I have written a little bit before about age related macular degeneration
(ADM), but it has now become a big part of my life.
It is an insidious but not life-threatening disease of the eye. It affects
nearly everyone over 80 to some degree. You lose a portion of your sight,
but not all of it. And it affects distance judgments and proportions.
For one thing, I can't recognize faces at a distance of more than three
feet. I can see a person's size and clothing and the way she – or he –
walks, but I can't recognize the identity.
One man wrote me a very nice letter. He said that his wife suffered from AMD
and had become depressed. But she snapped out of it and adopted the
philosophy that, "I will enjoy the things I can see and not fret those I
can't." That is a great attitude.
People ask me how I can write if can't read. Ernest Hemingway probably
couldn't have. He wrote with a pencil. But computers, for all their
irritations, are wonderful machines. I use 28 point type to write the
columns, and I can read it quite well.
Here at the Commons, many people have AMD, but I usually don't know it until
they tell me. That is because we function normally in ordinary activities.

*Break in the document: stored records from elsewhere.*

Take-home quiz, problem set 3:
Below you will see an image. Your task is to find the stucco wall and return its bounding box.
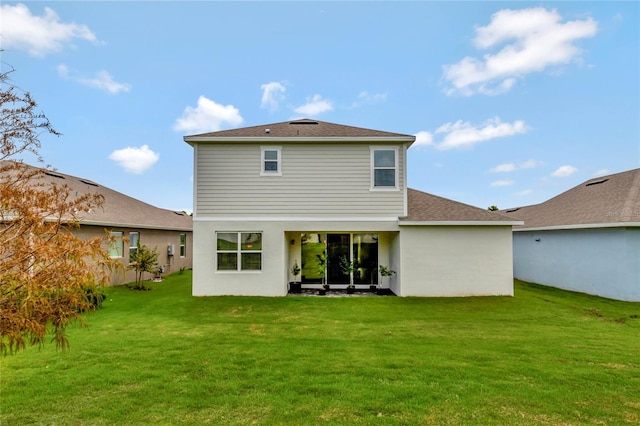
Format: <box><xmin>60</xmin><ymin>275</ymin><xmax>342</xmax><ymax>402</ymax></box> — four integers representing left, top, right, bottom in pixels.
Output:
<box><xmin>399</xmin><ymin>226</ymin><xmax>513</xmax><ymax>297</ymax></box>
<box><xmin>513</xmin><ymin>228</ymin><xmax>640</xmax><ymax>302</ymax></box>
<box><xmin>192</xmin><ymin>221</ymin><xmax>398</xmax><ymax>296</ymax></box>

People who are diagnosed with ADM tend to panic. I did. But it does not mean
the end of an interesting life. It just means a change. That is when the
philosophy of, "Enjoy what you can see and don't fret about what you can't"
kicks in.
I can lie in my bed in the morning and look out my window at the Bookcliffs.
I can see the top of the Mesa from another window. And if I walk out into
the big "play" room the whole Monument is visible.
I can see my friends and Mercury the Wonder Cat. I can still comb my hair
fairly neatly and dig a piece of candy out of a box.
But I can't read which makes looking up research for columns fairly
difficult.
I have been debating for a very long time whether or not to write a column
every other week. My friends are tired of having me say yes one week and no
the next.
I think I have given this more thought than I did to trying to understand Trig at C. U. in 1932.
My editor at the Sentinel has been very good about my whole decision making
process, I thank Denny Herzog for being a great editor. But for several
reasons I have decided to do it – write a column every other week.
I will continue to write and enjoy doing it. I do hope you will stick with
me. I have every intention of writing as long as my computer holds up, and
so do I.
And I will continue to be the Sentinel's only Liberal, Feminist, Democratic
voice. Stick around. There is an election coming.